Algo parecido pasa en los dormitorios de los hostales de las ciudades grandes y caras, como en la Media Luna de Cartagena o el Salvation Army (foto) de Bombay, India: los viajeros, todos marihuaneros, siempre están metidos en el dormitorio haciendo vida social. El primero es digno de ser visitado, sobre todo por el bar del techo, pero el segundo no, porque las camas, se sabe, tienen pulgas, y solo hay dos puercas duchas en el hostal.

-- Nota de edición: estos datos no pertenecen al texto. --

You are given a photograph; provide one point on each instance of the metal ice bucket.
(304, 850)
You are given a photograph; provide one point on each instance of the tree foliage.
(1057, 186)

Lo tratarán mal, le darán de desayuno un huevo duro y un té y le dirán que se largue si no le gusta, porque, se sabe, en la costosa Bombay es el lugar más barato que va a encontrar. En la India está el Salvation, hablando de dormitorios famosos entre los viajeros, y está el del Templo de Oro, uno de los santuarios más importantes y hermosos de la India, sede oficial y espiritual de la religión sij. Ahí, donde también hay un comedor gratis 24 horas y CocaCola a mitad de precio (0.11 dólares), hay dormitorios gratis para turistas y locales. No son ni limpios ni cómodos ni agradables, pero gratis.

 

Y gratis hasta un puño. Por eso no importa dormir mal si no está pagando y de paso viajando. Por eso dormir es un placer del que uno se tiene que olvidar cuando viaja sin plata. Porque viajar, también, es dormir mal. Ahora bien: uno puede mejorar la situación, con tapones para los oídos, pastillas, tapaojos y un buen sleeping. Pero no crea que va a poder juntar los cuatro placeres –dormir, viajar, comer y follar– en un mismo tiempo y espacio. Porque acá, usted, vino es a dormir mal.